For clients who have spent too much money throughout their lifetimes, the most important advice an advisor should offer under these circumstances is to tell the clients that they need to change their spending and saving habits and invest in suitable investments. Don’t allow these clients to push you into choosing an aggressive portfolio, hoping it will grow, to resolve all their problems. In fact, this might not be suitable for them.
Take Mr. and Mrs. Smith, for example. They liked to spoil their adult children and then their grandchildren by buying them expensive gifts as well as paying for down payments on expensive houses and trips. Saving for the future was not on the Smiths’ radar, so when they spoke to their advisor about retirement, the advisor told them they had to tighten their belts and keep working and saving. The advisor told the Smiths the truth: they could not keep spending this way and would never retire in the manner they had dreamed, which was to travel in the winter and spend their summers at their cottage. In fact, the advisor then told the Smiths that they had to sell their cottage and add the sum to their nest egg so this sum could grow.
That led the Smiths to ask just how much could their money grow? The advisor explained that the more risks they took, the more their money could grow. However, in the short run, this could also lead to losses; so, he advised them that given their current financial situation, they couldn’t afford to take these chances, especially as the Smiths were both in their late 50s and their time horizon for their planned retirement was less than 10 years.
Still, the Smiths quickly concluded that they needed to make significant returns. Having only invested in guaranteed investment certificates and balanced mutual funds, they directed their advisor to take bigger risks with their money.
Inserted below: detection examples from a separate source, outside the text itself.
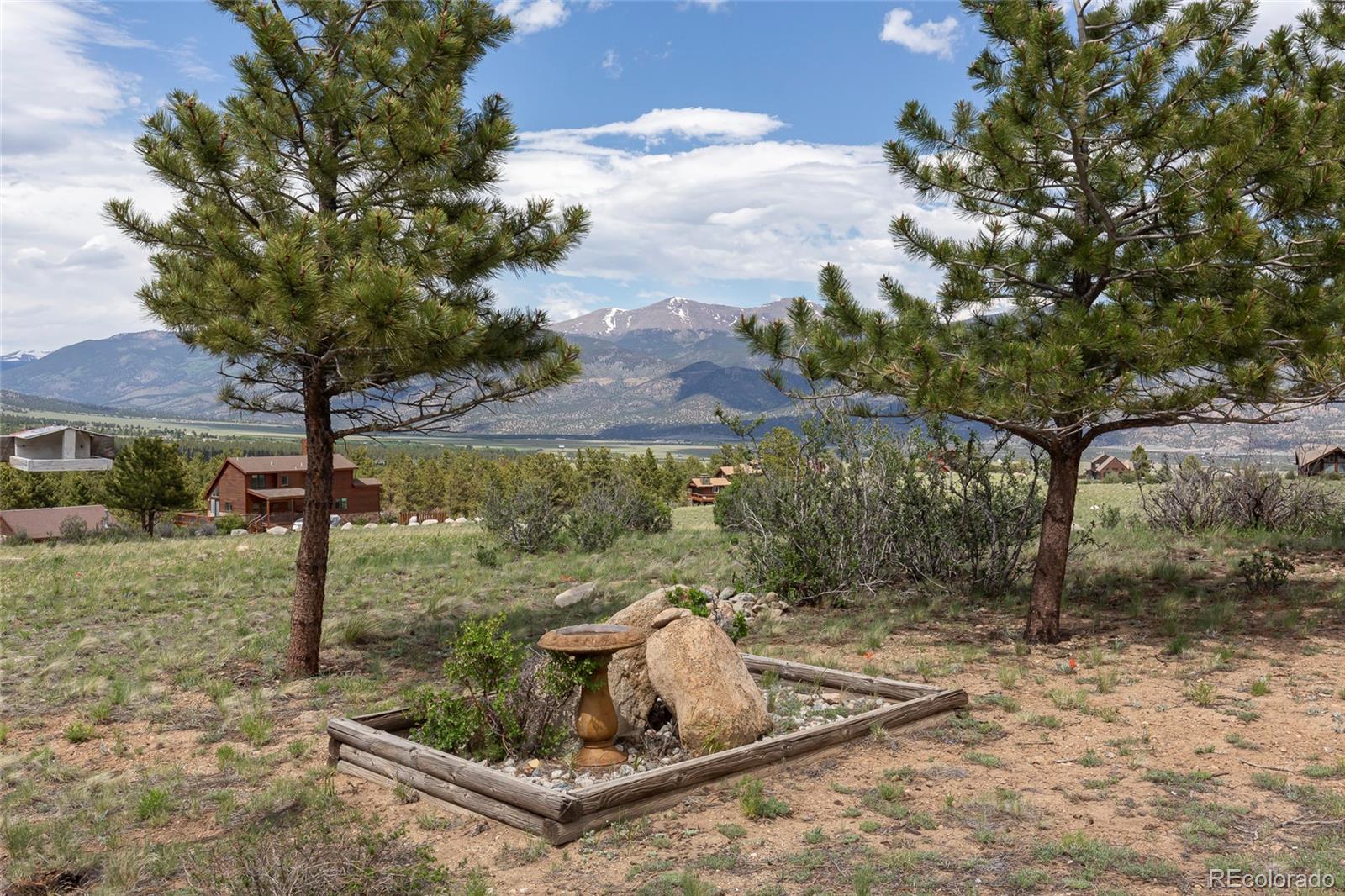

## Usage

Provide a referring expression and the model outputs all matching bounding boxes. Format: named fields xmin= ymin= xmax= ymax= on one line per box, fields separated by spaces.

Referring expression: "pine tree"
xmin=1130 ymin=445 xmax=1154 ymax=482
xmin=108 ymin=0 xmax=588 ymax=677
xmin=740 ymin=0 xmax=1345 ymax=643
xmin=103 ymin=436 xmax=197 ymax=534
They said they understood that markets went up and down, but they had about 10 years left to invest for their retirement and instructed the advisor to invest their assets aggressively.
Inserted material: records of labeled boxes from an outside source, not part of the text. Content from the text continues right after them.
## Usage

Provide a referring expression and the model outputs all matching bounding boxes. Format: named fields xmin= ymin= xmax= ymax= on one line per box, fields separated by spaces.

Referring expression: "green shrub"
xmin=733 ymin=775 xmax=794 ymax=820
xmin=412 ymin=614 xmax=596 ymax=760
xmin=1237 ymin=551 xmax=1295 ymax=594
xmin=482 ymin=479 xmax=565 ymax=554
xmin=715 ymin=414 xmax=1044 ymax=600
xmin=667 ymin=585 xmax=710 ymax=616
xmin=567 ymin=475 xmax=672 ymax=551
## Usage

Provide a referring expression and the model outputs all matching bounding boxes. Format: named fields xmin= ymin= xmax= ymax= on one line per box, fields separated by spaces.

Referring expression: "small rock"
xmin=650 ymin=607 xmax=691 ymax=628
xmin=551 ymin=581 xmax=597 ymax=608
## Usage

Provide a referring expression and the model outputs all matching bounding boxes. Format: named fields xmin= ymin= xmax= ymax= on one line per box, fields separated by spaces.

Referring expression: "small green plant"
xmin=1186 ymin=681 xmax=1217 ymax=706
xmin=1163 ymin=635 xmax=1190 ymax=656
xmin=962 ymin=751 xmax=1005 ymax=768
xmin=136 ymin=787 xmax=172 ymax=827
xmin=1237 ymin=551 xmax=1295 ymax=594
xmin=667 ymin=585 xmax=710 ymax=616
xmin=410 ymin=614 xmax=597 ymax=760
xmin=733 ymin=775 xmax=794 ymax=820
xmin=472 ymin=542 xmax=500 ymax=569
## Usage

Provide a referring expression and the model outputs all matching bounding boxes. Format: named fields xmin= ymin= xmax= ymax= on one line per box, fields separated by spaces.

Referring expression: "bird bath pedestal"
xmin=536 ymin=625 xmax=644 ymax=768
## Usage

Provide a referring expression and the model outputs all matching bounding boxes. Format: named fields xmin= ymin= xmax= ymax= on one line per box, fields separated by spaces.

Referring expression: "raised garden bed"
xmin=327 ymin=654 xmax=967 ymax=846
All would be good if aggressive portfolios only went up and not down. However, we all know that high-risk portfolios can lead to losses. If the Smiths’ portfolio diminishes, they will turn to remedies available to them, such as a complaint to the regulator and litigation.
Regulators would then say the advisor invested the Smiths’ money unsuitably, only considering one criterion — “risk need” — and not the other important considerations, such as the clients’ ability to sustain losses, both actually and emotionally. As unfair as it seems, the advisor might be penalized accordingly, not to mention the publicity that results in reputational damage.
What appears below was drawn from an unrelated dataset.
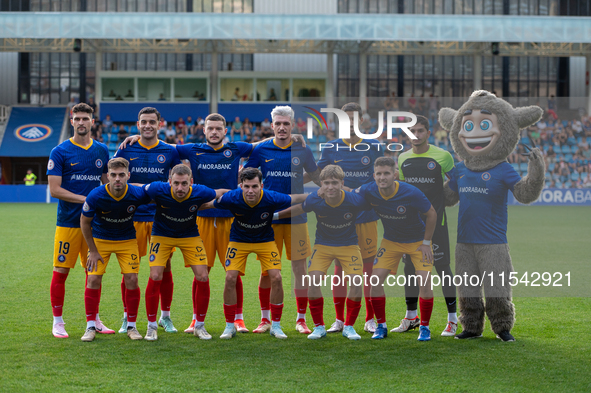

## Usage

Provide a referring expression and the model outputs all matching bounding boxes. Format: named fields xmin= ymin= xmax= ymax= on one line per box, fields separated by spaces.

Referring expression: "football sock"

What about if the advisor was hauled before the Ombudsman for Banking Services and Investments (OBSI) or a court of law? If you, as the advisor, lose, you write a cheque to the clients and — presto — you have become their insurance policy. If you cautioned the clients in writing, OBSI or a judge might not hold you responsible, but the consequences are that you would “only” spend years involved in defending this matter.
So, what’s an advisor to do if faced with this common problem? My short answer is: Don’t make your clients’ problem your problem, offering high-risk investing as a band-aid solution. Tell them that they need to do the heavy lifting by increasing their savings and reducing their spending. After a thorough analysis of their risk profile — which includes their ability to sustain losses in the context of their time horizon — invest their money suitably.
If the clients are uncomfortable with this plan, then you have to inform them that they need to take their money elsewhere. Although you won’t like sustaining a blow to your assets under administration if they leave, it’s better that than a blow to your reputation and your own ultimate bottom line if you have to write them a fat cheque down the line.